C’est sur ces entrefaites que l’atmosphère s’alourdit encore. Un second missile silencieux vient d’être tiré. J’imagine sans peine qu’il a été tiré dans les encablures de ma position, donc, que l’un de mes compagnons est le coupable. Le mélange étrange est difficilement respirable. Quelqu’un ouvre le second battant de la porte.

Il faut agir et définir un plan de retraite, les solutions sont rares. Soudain, un de mes compagnons, sans doute au bord de l’explosion lui aussi, se lève et lance à la cantonade : vraiment, les gens ne respectent plus rien ici hein ? Les flatulences au deuil ? Pardon, les gars on part.

C’est à la queue leu leu que nous avons traversé le salon encombré, bravé les regards accusateurs et soupçonneux, oui oui, en matière de pets suspects, qui s’enfuit s’accuse. Un dernier geste à l’ami endeuillé puis, disparition dans la nuit.

Plus tard, alors que nous étions assis à une terrasse les ventres vidés de tout gaz toxique quelqu’un a demandé.

— Gars, merci pour la technique d’exfiltration, surtout que moi-même j’avais déjà armé un missile.
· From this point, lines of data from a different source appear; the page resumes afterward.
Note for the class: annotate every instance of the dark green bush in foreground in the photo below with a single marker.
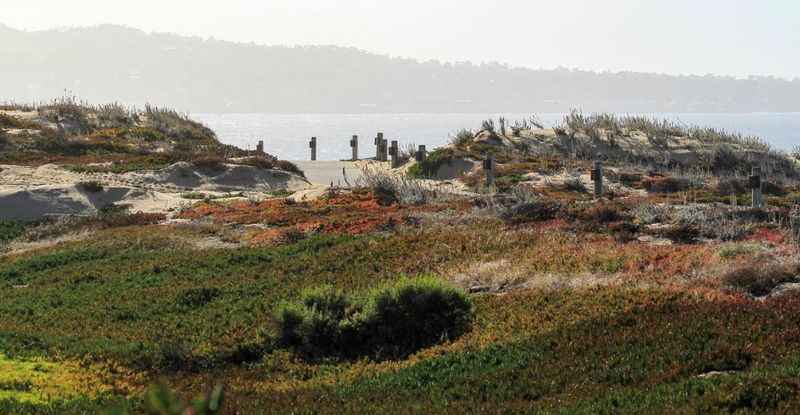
(392, 321)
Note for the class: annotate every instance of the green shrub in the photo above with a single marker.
(390, 322)
(415, 313)
(532, 211)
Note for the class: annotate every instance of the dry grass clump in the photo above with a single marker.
(662, 184)
(761, 277)
(390, 188)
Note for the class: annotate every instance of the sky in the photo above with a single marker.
(724, 37)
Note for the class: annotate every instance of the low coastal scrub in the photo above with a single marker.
(390, 322)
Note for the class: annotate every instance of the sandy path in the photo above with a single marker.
(327, 172)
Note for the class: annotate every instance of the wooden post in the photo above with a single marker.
(394, 151)
(379, 148)
(757, 185)
(354, 147)
(313, 146)
(597, 177)
(422, 154)
(488, 169)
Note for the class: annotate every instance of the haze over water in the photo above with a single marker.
(287, 135)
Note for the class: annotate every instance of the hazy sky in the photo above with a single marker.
(727, 37)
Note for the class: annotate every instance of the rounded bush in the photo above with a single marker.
(391, 321)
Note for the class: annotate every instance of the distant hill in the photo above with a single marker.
(113, 63)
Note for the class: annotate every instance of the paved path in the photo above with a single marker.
(325, 172)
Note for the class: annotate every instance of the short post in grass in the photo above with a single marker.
(379, 147)
(313, 145)
(488, 169)
(756, 185)
(597, 178)
(422, 154)
(394, 151)
(354, 147)
(384, 149)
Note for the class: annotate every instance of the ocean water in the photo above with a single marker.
(287, 135)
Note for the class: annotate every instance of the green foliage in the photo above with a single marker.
(532, 211)
(160, 399)
(392, 321)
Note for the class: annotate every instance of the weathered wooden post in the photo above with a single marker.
(756, 185)
(597, 177)
(380, 148)
(354, 147)
(394, 151)
(313, 146)
(488, 168)
(422, 154)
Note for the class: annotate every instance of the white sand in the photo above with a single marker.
(32, 193)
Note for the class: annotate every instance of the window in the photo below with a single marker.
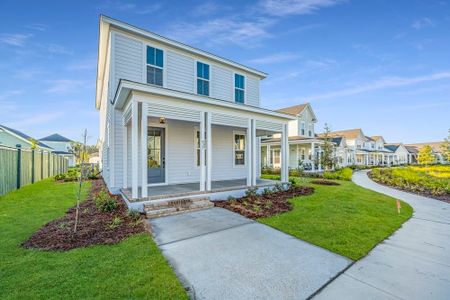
(202, 79)
(197, 148)
(239, 149)
(155, 66)
(239, 88)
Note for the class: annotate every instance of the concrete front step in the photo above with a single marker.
(172, 207)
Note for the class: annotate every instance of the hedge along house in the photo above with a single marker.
(176, 120)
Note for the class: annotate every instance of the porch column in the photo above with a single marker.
(202, 152)
(144, 163)
(284, 154)
(134, 150)
(253, 153)
(319, 158)
(248, 152)
(125, 157)
(208, 151)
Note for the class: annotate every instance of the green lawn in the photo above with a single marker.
(133, 268)
(345, 219)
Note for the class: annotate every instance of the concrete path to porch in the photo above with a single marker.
(221, 255)
(414, 263)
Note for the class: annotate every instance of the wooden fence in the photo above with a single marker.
(19, 167)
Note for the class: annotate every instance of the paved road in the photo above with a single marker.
(414, 263)
(222, 255)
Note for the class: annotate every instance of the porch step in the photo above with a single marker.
(171, 207)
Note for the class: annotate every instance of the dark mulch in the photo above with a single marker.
(94, 227)
(261, 206)
(443, 198)
(325, 182)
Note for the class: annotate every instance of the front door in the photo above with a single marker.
(156, 155)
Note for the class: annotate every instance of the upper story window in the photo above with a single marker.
(239, 88)
(202, 79)
(155, 64)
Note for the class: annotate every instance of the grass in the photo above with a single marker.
(433, 180)
(345, 219)
(133, 268)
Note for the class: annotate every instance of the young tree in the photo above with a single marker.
(327, 158)
(445, 148)
(426, 156)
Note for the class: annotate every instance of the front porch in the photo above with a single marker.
(192, 189)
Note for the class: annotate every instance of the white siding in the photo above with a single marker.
(127, 60)
(180, 72)
(252, 90)
(222, 83)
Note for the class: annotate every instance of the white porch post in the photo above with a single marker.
(202, 152)
(248, 151)
(253, 153)
(284, 154)
(125, 157)
(208, 151)
(144, 136)
(320, 156)
(134, 150)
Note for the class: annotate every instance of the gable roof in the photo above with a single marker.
(26, 138)
(105, 23)
(295, 110)
(55, 138)
(348, 133)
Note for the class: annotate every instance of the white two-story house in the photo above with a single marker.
(304, 147)
(177, 118)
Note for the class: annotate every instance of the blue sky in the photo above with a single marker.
(383, 66)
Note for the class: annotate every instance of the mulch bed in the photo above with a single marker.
(261, 206)
(443, 198)
(325, 182)
(94, 227)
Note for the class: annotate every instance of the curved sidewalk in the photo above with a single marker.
(414, 263)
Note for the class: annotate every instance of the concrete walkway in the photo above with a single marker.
(221, 255)
(414, 263)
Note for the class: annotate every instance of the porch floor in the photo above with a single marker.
(186, 189)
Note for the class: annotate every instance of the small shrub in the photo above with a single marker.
(116, 222)
(105, 202)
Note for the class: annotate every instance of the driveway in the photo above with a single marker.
(414, 263)
(221, 255)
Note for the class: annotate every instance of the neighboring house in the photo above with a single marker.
(61, 146)
(361, 149)
(11, 138)
(435, 146)
(94, 158)
(174, 115)
(401, 153)
(304, 148)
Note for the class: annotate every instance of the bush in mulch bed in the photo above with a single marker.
(325, 182)
(96, 225)
(268, 204)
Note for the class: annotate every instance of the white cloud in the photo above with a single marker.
(383, 83)
(16, 39)
(422, 23)
(295, 7)
(223, 30)
(274, 58)
(62, 86)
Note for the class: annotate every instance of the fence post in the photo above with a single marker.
(32, 166)
(19, 165)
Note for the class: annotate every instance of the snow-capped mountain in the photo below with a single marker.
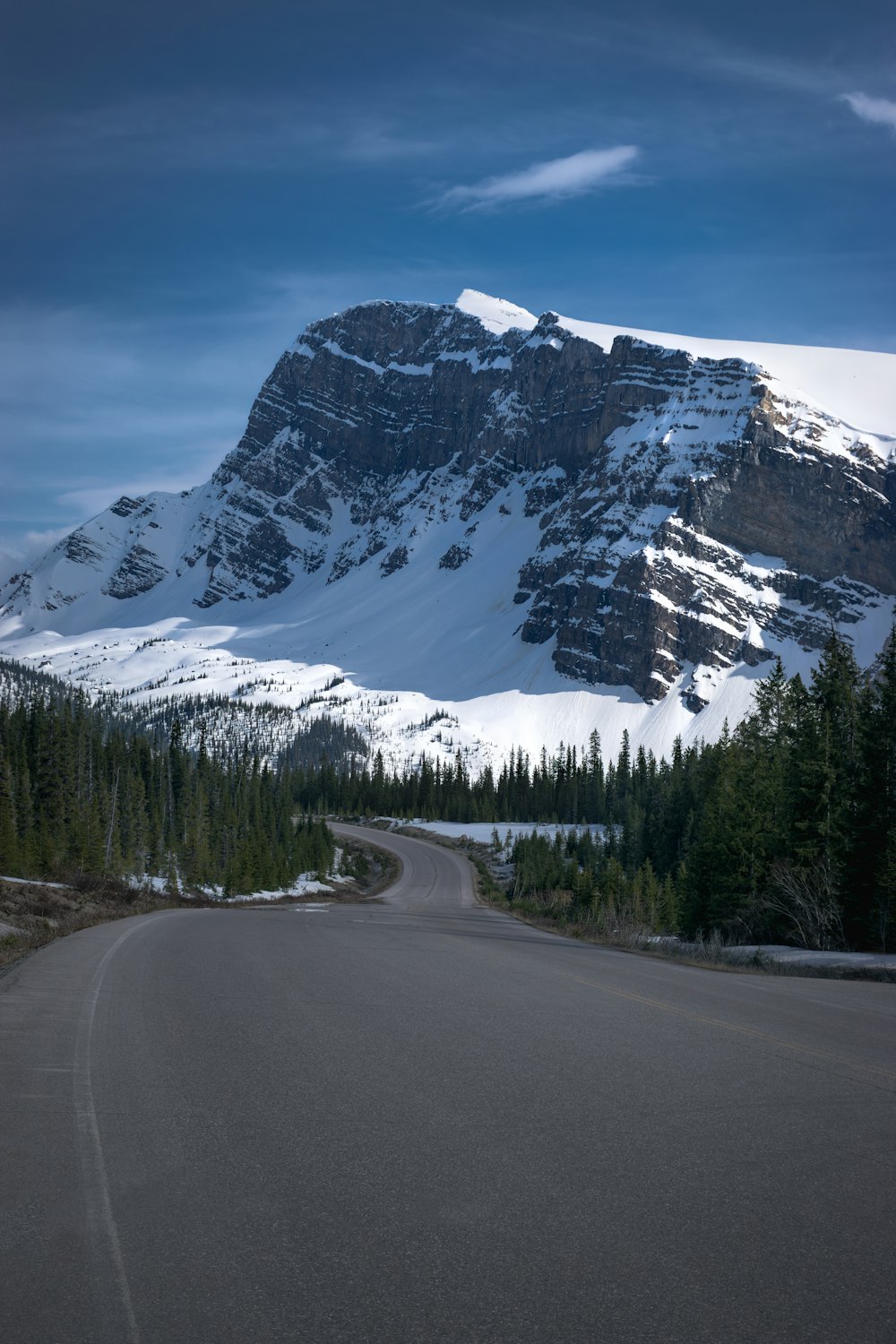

Mais une question : « flatulences » comment non?

Le type a répondu sans rire:

— Certaines urgences ont leur raison que la raison ignore, il en va de même pour le vocabulaire.

Personne n’a jamais compris ce qu’il voulait dire, mais on a ri.

Dans tous les cas, ne manquez pas de regarder l’émission. Ça peut aider, car c’est bien connu : tout le monde a des flatulences, seuls les rustres pètent. Et puis hein, quand quelqu’un fait la sorcellerie quelque part, surtout en matière de bouffe, si vous n’avez pas été initié, il vaut mieux continuer son chemin.

Peace.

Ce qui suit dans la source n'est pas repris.